Several people in Egypt were executed for matters related to political violence. This happened after unfair trials in which confessions were coerced. On the other hand, Iran used the death penalty against dissidents, protesters, and ethnic minority groups.
In the United States, federal executions resumed under the Trump administration. This happened after a 17-year Hiatus. It was the only country in the Americas to carry out the death penalty in 2020. Ten people were executed in less than six months. Oman, India, Qatar, and Taiwan have also resumed executions.
Consequences of corona on legal aid
The corona measures also affected access to legal aid in several countries. This is also the case in the US, where lawyers indicated that they could not do investigative work and were not allowed to have personal contact with their clients.
“The death penalty is a disgusting punishment, and continuing to carry out executions in the midst of a pandemic further accentuates its inherent cruelty. Resisting an execution is difficult in normal times. The pandemic made it impossible for many death row inmates to see a lawyer or legal representative in person. Anyone who wanted to provide assistance had to expose themselves to major – but completely avoidable – health risks. Using the death penalty in these circumstances is a very blatant attack on human rights,” says Wies De Graeve.
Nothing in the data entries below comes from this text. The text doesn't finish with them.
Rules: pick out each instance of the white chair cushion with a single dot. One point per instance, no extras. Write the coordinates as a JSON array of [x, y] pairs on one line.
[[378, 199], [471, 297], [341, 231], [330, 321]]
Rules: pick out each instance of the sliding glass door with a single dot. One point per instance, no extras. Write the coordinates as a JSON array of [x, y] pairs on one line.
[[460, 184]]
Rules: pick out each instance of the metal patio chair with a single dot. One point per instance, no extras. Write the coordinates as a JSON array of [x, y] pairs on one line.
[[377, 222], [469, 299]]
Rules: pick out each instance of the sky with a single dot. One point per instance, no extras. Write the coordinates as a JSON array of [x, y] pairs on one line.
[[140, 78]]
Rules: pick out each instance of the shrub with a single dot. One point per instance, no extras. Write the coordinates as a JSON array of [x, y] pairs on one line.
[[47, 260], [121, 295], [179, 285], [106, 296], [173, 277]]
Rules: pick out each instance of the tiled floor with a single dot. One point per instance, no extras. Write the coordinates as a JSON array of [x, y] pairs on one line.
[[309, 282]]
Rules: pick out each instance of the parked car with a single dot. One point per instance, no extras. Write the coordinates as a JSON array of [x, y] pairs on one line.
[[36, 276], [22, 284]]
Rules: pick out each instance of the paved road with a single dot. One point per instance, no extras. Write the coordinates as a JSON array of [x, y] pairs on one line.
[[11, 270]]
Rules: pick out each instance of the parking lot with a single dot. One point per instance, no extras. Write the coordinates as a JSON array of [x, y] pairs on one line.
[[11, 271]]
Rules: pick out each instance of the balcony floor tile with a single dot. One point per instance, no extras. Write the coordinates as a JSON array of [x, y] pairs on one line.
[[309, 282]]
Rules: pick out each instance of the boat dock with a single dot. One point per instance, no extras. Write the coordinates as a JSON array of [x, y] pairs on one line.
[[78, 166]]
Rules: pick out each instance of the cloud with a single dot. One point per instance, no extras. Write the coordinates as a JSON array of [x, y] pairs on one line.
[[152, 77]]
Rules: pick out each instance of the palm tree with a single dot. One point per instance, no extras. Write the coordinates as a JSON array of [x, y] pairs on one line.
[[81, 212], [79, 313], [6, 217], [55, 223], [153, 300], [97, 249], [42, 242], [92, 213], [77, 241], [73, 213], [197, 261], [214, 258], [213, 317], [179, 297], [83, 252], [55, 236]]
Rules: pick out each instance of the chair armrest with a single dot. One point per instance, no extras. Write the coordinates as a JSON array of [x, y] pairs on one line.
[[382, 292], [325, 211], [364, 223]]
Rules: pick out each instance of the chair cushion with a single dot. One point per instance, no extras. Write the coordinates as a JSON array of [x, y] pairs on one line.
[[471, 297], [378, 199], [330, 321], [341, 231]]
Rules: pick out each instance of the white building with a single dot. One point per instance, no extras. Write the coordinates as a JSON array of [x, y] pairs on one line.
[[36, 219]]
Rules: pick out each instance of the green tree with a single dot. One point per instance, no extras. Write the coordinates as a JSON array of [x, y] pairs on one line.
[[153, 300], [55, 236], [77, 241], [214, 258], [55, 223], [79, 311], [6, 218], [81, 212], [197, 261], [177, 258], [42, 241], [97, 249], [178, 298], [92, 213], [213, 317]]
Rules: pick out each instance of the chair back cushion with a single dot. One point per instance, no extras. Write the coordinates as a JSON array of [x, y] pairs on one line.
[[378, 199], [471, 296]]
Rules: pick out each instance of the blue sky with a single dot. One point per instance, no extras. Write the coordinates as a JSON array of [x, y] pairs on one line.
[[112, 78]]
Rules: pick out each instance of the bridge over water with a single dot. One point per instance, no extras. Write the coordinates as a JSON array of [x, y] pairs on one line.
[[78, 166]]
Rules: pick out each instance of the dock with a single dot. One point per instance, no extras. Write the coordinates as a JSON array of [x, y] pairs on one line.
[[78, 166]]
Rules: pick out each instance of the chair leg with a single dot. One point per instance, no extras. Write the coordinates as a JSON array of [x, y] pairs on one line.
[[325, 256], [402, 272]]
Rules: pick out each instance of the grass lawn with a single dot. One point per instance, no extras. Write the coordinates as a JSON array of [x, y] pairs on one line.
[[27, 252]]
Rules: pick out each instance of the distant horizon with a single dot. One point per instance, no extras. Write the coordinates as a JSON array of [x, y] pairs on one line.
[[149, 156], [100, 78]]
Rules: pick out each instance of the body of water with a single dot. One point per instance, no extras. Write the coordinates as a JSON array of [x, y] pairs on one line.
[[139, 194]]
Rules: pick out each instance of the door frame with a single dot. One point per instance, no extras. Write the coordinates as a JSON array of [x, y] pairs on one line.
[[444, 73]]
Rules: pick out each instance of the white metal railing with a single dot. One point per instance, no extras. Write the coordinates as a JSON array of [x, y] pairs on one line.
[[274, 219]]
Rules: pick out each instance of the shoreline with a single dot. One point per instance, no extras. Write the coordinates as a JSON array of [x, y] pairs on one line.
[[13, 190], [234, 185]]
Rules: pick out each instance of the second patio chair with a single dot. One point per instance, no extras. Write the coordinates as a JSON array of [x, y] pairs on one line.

But there is also other news. Bahrain, Belarus, Japan, Pakistan, Singapore, and Sudan had no executions in 2020, while they did in 2019. The number of death sentences handed down has also fallen. The death penalty was handed down 1,477 times, of which Amnesty International is aware. That is a decrease of 36% compared to 2019. 2020 is the third year in a row with the lowest number of executions in 10 years.
Chad and the US state of Colorado abolished the death penalty in 2020. In 2021, the US state of Virginia was added. By April 2021, 144 countries had removed the death penalty in law or in practice. One hundred eight of these had the death penalty dropped for all crimes. Amnesty International expects this trend to continue.
“More countries than ever – 123 – support the UN General Assembly’s call for a moratorium on executions. As a result, the pressure on the other countries to join this is increasing. In the US, Virginia was recently the first southern state to abolish the death penalty, and Congress is debating bills that should lead to an abolition of the death penalty at the federal level. We call on the US Congress to support legislative initiatives to abolish the death penalty. We urge the leaders of countries that have not yet abolished the death penalty to put a definitive end to these state-approved killings by 2021. We will continue to campaign until the death penalty is abolished, everywhere, once and for all,” concludes Wies De Graeve.